"Let us go down again," said Alec.—"The wind has risen considerably, and the wall will shelter us down below."
"No, no," she answered; "I like it. We can walk here just as well. I don't mind the wind."
"I thought you were afraid of falling off."
"No, not in the dark. I should be, I daresay, if I could see how far we are from the bottom."
So they walked on. The waves no longer fell at the foot of the wall, but leaned their breasts against it, gleaming as they rose on its front, and darkening as they sank low towards its deep base.
The wind kept coming in gusts, tearing a white gleam now and then on the dark surface of the sea. Behind them shone the dim lights of the city; before them all was dark as eternity, except for the one light at the end of the pier. At length Alec spied another out at sea.
"I believe that is the steamer," he said. "But she is a good way off. We shall have plenty of time to walk to the end—that is, if you would like to go."
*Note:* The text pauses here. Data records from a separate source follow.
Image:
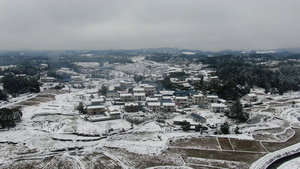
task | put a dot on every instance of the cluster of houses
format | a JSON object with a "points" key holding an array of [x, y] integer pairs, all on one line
{"points": [[145, 97]]}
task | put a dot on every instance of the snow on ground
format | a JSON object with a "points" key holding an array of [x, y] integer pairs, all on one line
{"points": [[295, 163], [87, 64]]}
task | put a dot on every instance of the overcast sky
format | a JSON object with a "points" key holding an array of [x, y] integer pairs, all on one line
{"points": [[209, 25]]}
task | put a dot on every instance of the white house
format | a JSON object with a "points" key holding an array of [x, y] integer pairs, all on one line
{"points": [[251, 97], [149, 99], [138, 90], [95, 109], [154, 106], [183, 100], [126, 97], [139, 96], [217, 108], [168, 107], [46, 79], [149, 89], [212, 99], [199, 98], [97, 101]]}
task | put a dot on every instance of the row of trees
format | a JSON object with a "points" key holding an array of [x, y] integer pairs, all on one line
{"points": [[9, 117], [18, 85], [281, 80]]}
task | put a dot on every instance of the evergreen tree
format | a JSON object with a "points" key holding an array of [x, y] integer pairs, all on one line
{"points": [[3, 95], [236, 112], [225, 128], [103, 90], [9, 117], [186, 125]]}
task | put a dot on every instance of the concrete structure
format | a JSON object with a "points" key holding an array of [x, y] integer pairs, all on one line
{"points": [[95, 109], [198, 118], [154, 106], [138, 90], [168, 107], [47, 79], [112, 94], [149, 89], [76, 79], [148, 100], [131, 107], [127, 84], [182, 101], [212, 99], [217, 108], [127, 97], [251, 97], [199, 98], [139, 96]]}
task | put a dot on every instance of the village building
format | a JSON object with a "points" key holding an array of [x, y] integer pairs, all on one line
{"points": [[168, 107], [131, 107], [120, 88], [251, 97], [180, 93], [97, 101], [138, 90], [214, 79], [158, 96], [154, 106], [217, 107], [115, 114], [198, 118], [47, 79], [167, 93], [139, 96], [127, 84], [212, 99], [180, 120], [149, 89], [199, 99], [181, 79], [149, 99], [195, 81], [127, 97], [95, 109], [112, 94], [76, 79], [182, 101]]}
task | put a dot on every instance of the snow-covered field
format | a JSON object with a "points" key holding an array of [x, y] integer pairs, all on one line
{"points": [[53, 130]]}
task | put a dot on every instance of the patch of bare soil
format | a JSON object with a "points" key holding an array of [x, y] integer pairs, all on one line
{"points": [[225, 144], [247, 145], [274, 146], [200, 143]]}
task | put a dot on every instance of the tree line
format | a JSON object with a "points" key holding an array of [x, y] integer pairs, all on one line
{"points": [[9, 117]]}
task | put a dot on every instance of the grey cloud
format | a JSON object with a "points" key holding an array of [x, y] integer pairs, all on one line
{"points": [[193, 24]]}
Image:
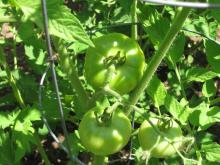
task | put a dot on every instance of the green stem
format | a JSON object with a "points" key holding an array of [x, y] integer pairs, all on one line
{"points": [[41, 149], [11, 80], [180, 81], [134, 19], [215, 101], [69, 68], [5, 19], [160, 54], [99, 160]]}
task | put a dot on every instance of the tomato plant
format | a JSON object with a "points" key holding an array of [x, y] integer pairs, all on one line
{"points": [[106, 138], [156, 143], [119, 51]]}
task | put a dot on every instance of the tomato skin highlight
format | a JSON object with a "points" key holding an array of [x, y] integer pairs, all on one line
{"points": [[151, 141], [105, 140], [127, 75]]}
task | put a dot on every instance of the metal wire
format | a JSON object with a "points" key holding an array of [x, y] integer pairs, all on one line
{"points": [[49, 51], [199, 5], [72, 158]]}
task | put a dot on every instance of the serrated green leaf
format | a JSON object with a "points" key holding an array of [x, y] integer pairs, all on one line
{"points": [[176, 50], [212, 151], [178, 111], [199, 74], [208, 88], [213, 55], [62, 23], [5, 145], [204, 117], [215, 13]]}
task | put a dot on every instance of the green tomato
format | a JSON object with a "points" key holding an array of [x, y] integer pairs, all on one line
{"points": [[104, 139], [151, 141], [121, 53]]}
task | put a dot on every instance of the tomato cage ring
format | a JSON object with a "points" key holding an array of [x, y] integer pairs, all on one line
{"points": [[199, 5]]}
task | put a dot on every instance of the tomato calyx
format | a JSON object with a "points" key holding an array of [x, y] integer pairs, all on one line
{"points": [[164, 124], [104, 120], [117, 59]]}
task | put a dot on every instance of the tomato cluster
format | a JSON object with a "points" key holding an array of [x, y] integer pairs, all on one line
{"points": [[121, 53], [105, 139], [118, 62]]}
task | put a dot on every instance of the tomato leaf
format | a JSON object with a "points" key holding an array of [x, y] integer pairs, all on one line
{"points": [[5, 145], [213, 55], [208, 88], [178, 111], [203, 116], [199, 74], [212, 151], [176, 50], [62, 23]]}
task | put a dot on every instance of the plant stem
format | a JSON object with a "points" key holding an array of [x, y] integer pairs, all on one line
{"points": [[180, 81], [69, 68], [5, 19], [41, 149], [215, 101], [11, 80], [160, 54], [99, 160], [134, 19]]}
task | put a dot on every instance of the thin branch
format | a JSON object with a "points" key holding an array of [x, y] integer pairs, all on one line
{"points": [[199, 5], [49, 50], [73, 158]]}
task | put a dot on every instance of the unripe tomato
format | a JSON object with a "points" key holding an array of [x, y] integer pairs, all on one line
{"points": [[151, 141], [105, 139], [116, 50]]}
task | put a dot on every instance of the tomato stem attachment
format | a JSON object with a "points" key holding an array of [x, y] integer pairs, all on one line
{"points": [[105, 118], [99, 160]]}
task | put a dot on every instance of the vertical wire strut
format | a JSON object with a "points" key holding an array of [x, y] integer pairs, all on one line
{"points": [[49, 51]]}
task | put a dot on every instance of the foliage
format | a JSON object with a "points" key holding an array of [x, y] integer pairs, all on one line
{"points": [[185, 87]]}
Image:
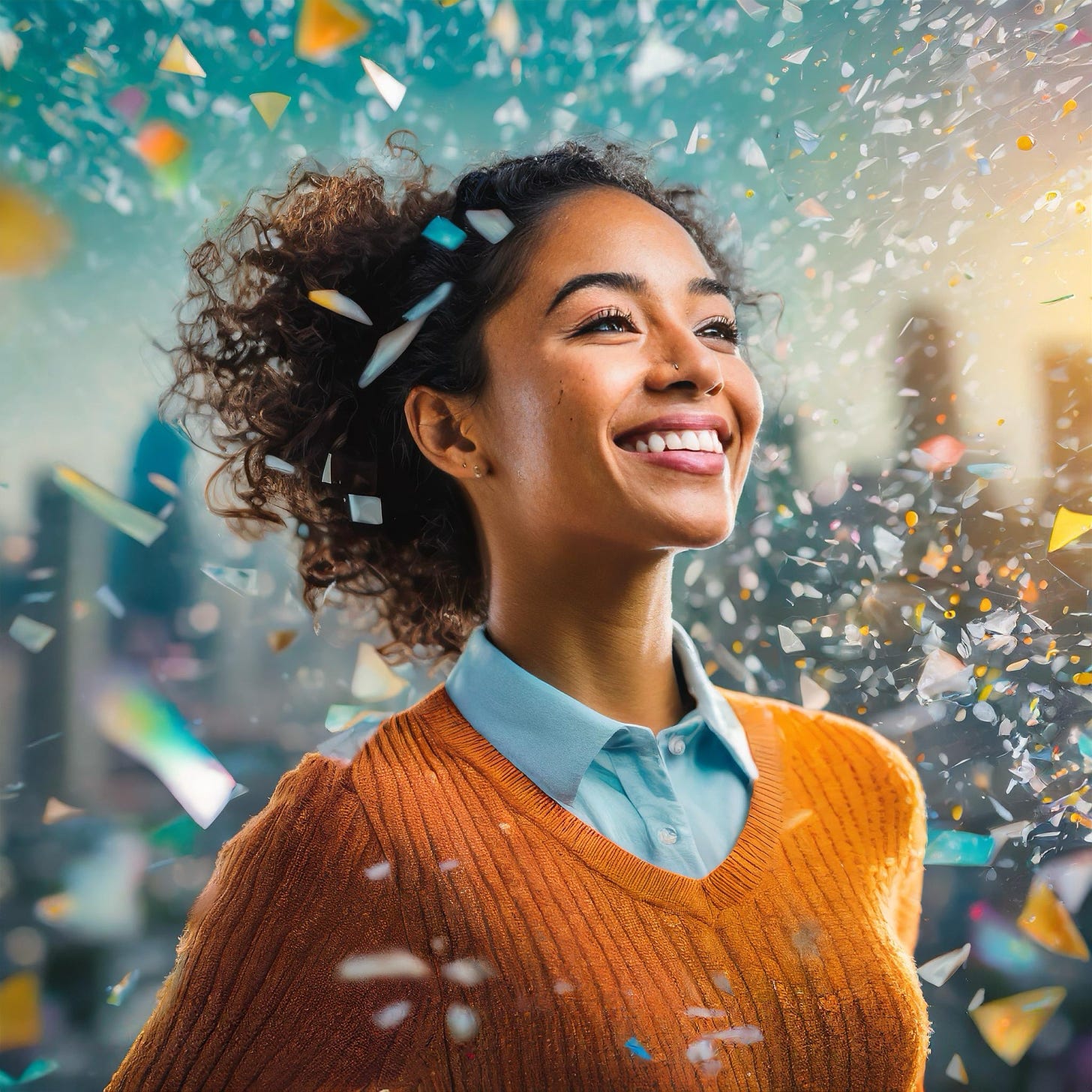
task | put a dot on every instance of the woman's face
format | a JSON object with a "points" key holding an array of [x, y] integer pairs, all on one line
{"points": [[568, 377]]}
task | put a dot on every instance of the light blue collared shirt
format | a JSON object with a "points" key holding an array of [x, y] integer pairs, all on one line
{"points": [[677, 799]]}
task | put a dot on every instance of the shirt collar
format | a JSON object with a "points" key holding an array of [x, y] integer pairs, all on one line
{"points": [[495, 694]]}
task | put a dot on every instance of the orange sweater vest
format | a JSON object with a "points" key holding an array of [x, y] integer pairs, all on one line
{"points": [[788, 968]]}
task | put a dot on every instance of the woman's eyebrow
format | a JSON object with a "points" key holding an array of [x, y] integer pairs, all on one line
{"points": [[634, 285]]}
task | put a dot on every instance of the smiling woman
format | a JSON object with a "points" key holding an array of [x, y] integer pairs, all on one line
{"points": [[497, 413]]}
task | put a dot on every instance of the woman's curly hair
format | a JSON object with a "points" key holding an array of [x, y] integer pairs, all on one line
{"points": [[275, 376]]}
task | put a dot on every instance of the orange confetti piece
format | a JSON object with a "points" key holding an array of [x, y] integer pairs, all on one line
{"points": [[280, 639], [20, 1011], [33, 237], [327, 26], [1046, 921], [1011, 1024], [160, 143], [938, 453]]}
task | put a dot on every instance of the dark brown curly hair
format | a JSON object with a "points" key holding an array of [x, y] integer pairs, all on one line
{"points": [[275, 376]]}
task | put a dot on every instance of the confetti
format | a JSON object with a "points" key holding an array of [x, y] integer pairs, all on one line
{"points": [[389, 349], [241, 581], [34, 237], [34, 636], [1068, 527], [938, 453], [152, 730], [1011, 1024], [959, 848], [940, 969], [179, 59], [397, 963], [1046, 921], [325, 28], [461, 1022], [20, 1010], [122, 989], [339, 304], [390, 88], [957, 1070], [270, 105]]}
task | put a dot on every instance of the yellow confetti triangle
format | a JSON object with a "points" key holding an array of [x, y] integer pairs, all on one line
{"points": [[83, 64], [1046, 921], [1068, 526], [1011, 1024], [20, 1011], [179, 59], [127, 518], [56, 811], [270, 105], [327, 26]]}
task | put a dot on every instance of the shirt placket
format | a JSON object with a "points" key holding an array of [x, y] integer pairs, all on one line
{"points": [[644, 776]]}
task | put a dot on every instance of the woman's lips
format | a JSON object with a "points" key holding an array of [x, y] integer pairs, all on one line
{"points": [[692, 462]]}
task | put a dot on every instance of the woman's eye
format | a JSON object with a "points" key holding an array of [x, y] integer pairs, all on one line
{"points": [[615, 316], [728, 328]]}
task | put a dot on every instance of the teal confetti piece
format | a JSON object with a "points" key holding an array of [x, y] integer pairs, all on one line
{"points": [[959, 848], [445, 232], [40, 1067]]}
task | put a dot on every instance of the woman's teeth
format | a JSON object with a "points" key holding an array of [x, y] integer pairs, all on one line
{"points": [[702, 440]]}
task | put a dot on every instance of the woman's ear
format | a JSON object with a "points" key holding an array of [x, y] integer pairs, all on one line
{"points": [[440, 424]]}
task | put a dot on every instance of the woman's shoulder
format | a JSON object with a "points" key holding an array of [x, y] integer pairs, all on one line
{"points": [[311, 802], [845, 742]]}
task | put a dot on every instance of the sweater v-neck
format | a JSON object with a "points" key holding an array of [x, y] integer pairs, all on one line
{"points": [[440, 720]]}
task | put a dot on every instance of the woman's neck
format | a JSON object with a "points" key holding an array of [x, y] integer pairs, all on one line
{"points": [[596, 632]]}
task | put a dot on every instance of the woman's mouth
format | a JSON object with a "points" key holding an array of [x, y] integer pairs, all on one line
{"points": [[694, 452]]}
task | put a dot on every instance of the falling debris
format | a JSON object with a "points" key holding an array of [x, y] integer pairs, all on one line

"Certainly; let us go on. I want to stand on the very point," answered
Kate.
They soon came to the lighthouse on the wall, and there descended to the lower part of the pier, the end of which now plunged with a steep descent into the sea. It was constructed of great stones clamped with iron, and built into a natural foundation of rock. Up the slope the waves rushed, and down the slope they sank again, with that seemingly aimless and resultless rise and fall, which makes the sea so dreary and sad to those men and women who are not satisfied without some goal in view, some outcome of their labours; for it goes on and on, answering ever to the call of sun and moon, and the fierce trumpet of the winds, yet working nothing but the hopeless wear of the bosom in which it lies bound for ever.
They stood looking out into the great dark before them, dark air, dark sea, dark sky, watching the one light which grew brighter as they gazed. Neither of them saw that a dusky figure was watching them from behind a great cylindrical stone that stood on the end of the pier, close to the wall.